Re: UVC Driver -- GSoC Quarter-term Report
Please stop trying to hand out technical advice when you don't have a good understanding of the subject matter. You do this in Trac tickets all the time and it just results in confusion and extra noise for other people to filter through. FFMpeg is entirely irrelevant here since you don't use it directly, you just ask for a media node capable of encoding/decoding the appropriate formats.
Re: UVC Driver -- GSoC Quarter-term Report
Please stop trying to hand out technical advice when you don't have a good understanding of the subject matter. You do this in Trac tickets all the time and it just results in confusion and extra noise for other people to filter through. FFMpeg is entirely irrelevant here since you don't use it directly, you just ask for a media node capable of encoding/decoding the appropriate formats.
so your saying that the media node wouldn't use ffmpeg to decode the data stream out of the camera ?

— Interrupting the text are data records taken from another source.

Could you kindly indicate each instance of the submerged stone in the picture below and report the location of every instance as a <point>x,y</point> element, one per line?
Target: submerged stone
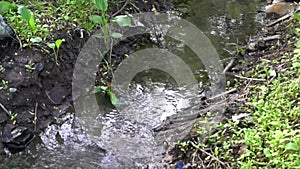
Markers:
<point>16,138</point>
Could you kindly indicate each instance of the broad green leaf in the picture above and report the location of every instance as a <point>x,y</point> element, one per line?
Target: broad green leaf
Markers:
<point>267,153</point>
<point>58,43</point>
<point>113,98</point>
<point>25,13</point>
<point>96,19</point>
<point>292,146</point>
<point>31,23</point>
<point>297,16</point>
<point>122,20</point>
<point>102,5</point>
<point>5,7</point>
<point>116,35</point>
<point>51,45</point>
<point>297,44</point>
<point>98,89</point>
<point>36,40</point>
<point>296,65</point>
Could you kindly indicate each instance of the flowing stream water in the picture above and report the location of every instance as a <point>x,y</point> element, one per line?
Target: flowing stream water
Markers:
<point>126,140</point>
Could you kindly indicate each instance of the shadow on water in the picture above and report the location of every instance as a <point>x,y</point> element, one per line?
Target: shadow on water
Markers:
<point>126,141</point>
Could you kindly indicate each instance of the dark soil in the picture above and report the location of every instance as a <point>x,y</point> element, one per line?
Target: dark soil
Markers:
<point>41,90</point>
<point>37,96</point>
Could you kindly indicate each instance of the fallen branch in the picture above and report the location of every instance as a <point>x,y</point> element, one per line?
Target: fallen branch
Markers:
<point>230,65</point>
<point>120,10</point>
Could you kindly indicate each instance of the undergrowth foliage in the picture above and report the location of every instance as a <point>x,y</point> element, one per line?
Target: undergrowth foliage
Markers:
<point>268,133</point>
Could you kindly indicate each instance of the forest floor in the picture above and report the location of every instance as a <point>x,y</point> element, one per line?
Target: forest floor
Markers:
<point>261,124</point>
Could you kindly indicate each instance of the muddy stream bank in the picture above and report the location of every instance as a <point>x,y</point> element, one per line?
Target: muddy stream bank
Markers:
<point>46,122</point>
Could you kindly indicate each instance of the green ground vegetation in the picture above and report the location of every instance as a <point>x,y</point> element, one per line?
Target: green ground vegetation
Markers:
<point>268,133</point>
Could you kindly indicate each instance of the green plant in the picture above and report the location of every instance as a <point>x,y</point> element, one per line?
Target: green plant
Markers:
<point>107,89</point>
<point>4,85</point>
<point>28,16</point>
<point>2,69</point>
<point>29,66</point>
<point>55,47</point>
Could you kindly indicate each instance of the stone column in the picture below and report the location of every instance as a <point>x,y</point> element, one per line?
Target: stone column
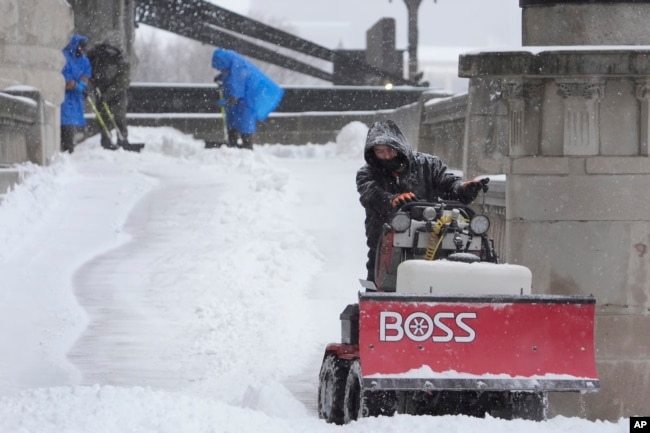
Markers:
<point>643,95</point>
<point>32,35</point>
<point>581,115</point>
<point>577,212</point>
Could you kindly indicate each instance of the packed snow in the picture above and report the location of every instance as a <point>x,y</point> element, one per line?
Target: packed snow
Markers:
<point>184,289</point>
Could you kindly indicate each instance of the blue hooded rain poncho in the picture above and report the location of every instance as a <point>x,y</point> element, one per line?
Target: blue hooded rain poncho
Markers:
<point>72,108</point>
<point>256,94</point>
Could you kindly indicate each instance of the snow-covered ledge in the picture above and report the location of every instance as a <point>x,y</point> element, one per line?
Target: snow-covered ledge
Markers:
<point>32,35</point>
<point>578,170</point>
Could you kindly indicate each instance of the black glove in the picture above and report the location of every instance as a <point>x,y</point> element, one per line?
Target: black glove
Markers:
<point>470,189</point>
<point>402,199</point>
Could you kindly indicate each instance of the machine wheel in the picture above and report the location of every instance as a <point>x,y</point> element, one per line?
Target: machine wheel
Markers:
<point>364,403</point>
<point>331,388</point>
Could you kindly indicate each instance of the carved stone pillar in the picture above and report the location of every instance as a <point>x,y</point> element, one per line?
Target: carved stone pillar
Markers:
<point>643,95</point>
<point>524,101</point>
<point>581,115</point>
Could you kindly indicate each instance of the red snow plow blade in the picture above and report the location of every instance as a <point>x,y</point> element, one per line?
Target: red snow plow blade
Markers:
<point>524,343</point>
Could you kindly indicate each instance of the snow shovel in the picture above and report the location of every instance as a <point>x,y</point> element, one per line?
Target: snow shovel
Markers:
<point>99,117</point>
<point>212,144</point>
<point>121,141</point>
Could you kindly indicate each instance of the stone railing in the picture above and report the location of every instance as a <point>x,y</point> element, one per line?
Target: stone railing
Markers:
<point>27,132</point>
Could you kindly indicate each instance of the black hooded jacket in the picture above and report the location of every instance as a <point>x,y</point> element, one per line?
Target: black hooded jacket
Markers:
<point>422,174</point>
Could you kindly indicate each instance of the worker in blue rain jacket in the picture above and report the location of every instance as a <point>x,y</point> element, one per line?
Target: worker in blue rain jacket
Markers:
<point>76,72</point>
<point>249,96</point>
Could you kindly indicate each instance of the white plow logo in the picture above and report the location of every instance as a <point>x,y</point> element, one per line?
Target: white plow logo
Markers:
<point>420,326</point>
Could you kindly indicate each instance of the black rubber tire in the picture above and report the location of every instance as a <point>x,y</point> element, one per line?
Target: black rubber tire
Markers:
<point>331,388</point>
<point>360,403</point>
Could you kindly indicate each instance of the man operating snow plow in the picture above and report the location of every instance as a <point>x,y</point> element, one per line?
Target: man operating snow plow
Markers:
<point>446,329</point>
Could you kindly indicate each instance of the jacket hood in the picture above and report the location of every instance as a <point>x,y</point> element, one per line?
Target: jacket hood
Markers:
<point>76,39</point>
<point>223,59</point>
<point>386,133</point>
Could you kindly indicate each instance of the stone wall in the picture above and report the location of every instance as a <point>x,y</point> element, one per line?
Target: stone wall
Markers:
<point>32,35</point>
<point>576,211</point>
<point>585,22</point>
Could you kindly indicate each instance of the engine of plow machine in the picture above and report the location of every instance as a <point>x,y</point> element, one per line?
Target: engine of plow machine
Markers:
<point>446,329</point>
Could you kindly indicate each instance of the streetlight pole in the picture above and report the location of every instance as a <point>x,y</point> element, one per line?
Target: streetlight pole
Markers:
<point>412,6</point>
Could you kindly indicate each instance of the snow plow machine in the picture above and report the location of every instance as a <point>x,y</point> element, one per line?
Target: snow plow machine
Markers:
<point>447,330</point>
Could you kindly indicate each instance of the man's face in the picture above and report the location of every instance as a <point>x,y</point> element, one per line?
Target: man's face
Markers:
<point>384,152</point>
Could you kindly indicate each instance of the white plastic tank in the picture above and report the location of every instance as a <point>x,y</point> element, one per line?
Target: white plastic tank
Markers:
<point>443,277</point>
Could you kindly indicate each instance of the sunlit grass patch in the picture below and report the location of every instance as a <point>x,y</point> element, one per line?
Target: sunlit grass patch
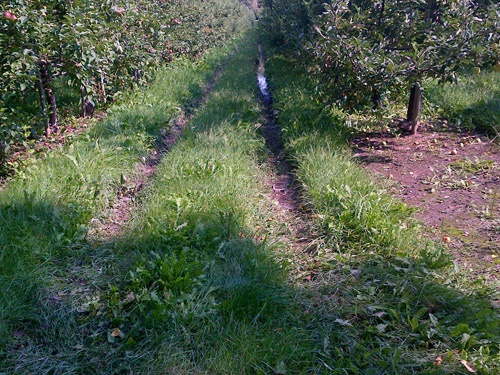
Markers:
<point>386,298</point>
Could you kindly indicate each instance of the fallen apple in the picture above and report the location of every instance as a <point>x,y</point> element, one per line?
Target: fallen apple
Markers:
<point>9,16</point>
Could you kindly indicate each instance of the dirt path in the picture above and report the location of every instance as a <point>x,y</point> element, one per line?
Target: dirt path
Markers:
<point>453,179</point>
<point>285,190</point>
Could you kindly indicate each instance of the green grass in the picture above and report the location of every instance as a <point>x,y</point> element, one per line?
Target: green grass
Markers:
<point>45,211</point>
<point>200,282</point>
<point>386,299</point>
<point>472,103</point>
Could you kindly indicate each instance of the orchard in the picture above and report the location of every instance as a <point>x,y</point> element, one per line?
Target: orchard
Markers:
<point>93,50</point>
<point>366,52</point>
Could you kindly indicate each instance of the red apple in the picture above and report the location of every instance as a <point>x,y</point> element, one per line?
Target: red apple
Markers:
<point>9,16</point>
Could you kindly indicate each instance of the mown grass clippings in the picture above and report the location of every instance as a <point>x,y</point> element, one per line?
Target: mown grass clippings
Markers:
<point>393,303</point>
<point>46,261</point>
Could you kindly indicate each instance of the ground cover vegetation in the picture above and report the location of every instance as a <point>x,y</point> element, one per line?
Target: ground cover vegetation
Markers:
<point>79,55</point>
<point>204,277</point>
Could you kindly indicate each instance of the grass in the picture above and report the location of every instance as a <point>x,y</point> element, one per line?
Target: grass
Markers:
<point>472,103</point>
<point>201,281</point>
<point>386,299</point>
<point>46,209</point>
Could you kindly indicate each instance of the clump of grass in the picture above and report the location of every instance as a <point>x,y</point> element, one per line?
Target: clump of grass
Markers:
<point>385,298</point>
<point>46,209</point>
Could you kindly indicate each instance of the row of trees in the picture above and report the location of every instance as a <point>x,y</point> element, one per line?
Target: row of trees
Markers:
<point>97,48</point>
<point>366,50</point>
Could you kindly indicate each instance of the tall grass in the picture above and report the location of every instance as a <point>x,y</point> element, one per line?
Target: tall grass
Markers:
<point>472,103</point>
<point>45,211</point>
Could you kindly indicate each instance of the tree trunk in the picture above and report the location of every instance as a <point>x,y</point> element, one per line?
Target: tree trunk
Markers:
<point>46,81</point>
<point>414,107</point>
<point>41,94</point>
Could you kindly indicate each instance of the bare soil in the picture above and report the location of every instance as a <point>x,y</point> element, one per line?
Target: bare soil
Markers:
<point>452,178</point>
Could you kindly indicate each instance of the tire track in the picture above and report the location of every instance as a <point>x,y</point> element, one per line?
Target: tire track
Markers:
<point>112,225</point>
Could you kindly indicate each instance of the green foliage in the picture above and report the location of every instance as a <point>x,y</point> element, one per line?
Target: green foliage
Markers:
<point>472,102</point>
<point>368,51</point>
<point>383,297</point>
<point>101,48</point>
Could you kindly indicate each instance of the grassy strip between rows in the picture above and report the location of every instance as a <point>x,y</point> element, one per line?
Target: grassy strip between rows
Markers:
<point>387,299</point>
<point>198,284</point>
<point>45,212</point>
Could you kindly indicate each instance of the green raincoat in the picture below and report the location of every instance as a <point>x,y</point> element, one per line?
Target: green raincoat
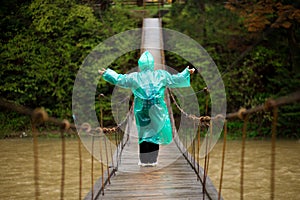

Re: UVC Driver -- GSoC Quarter-term Report
1) That depends on the format the camera exports its data in. Some cameras give you the datastream already encoded, and depending on what format they're encoded in and/or what your app expects, there might not even be any conversion necessary. Others give you a raw uncompressed stream, in which case some manipulation might be necessary. It varies.
2) It may or may not wind up using ffmpeg. It all depends on what encoder and decoder nodes are available. The point is, the driver is entirely unaware of ffmpeg's existence because it simply asks the media kit for an encoding or decoding node for the input/output formats it wants, and the media kit gives you back an appropriate node, which might be the ffmpeg based one or might be a different one entirely. You never explicitly ask for or interact with ffmpeg, nor should you.
Re: UVC Driver -- GSoC Quarter-term Report
1) That depends on the format the camera exports its data in. Some cameras give you the datastream already encoded, and depending on what format they're encoded in and/or what your app expects, there might not even be any conversion necessary. Others give you a raw uncompressed stream, in which case some manipulation might be necessary. It varies.
2) It may or may not wind up using ffmpeg. It all depends on what encoder and decoder nodes are available. The point is, the driver is entirely unaware of ffmpeg's existence because it simply asks the media kit for an encoding or decoding node for the input/output formats it wants, and the media kit gives you back an appropriate node, which might be the ffmpeg based one or might be a different one entirely. You never explicitly ask for or interact with ffmpeg, nor should you.
Replay to #1 Understandable, most of the uvc compliant webcams use a form of compression, at least anything in the 720p or higher range does.
Reply to #2. I don't think I implied anything different from what you siad ? If I did,I apologize. I told him haiku had ffmpeg facilitys and then gave him the link to the BeBook media kit pages, since he was inquring about how the data was passed around. If I somehow offended you or made a inaccruate statement, It was not intended.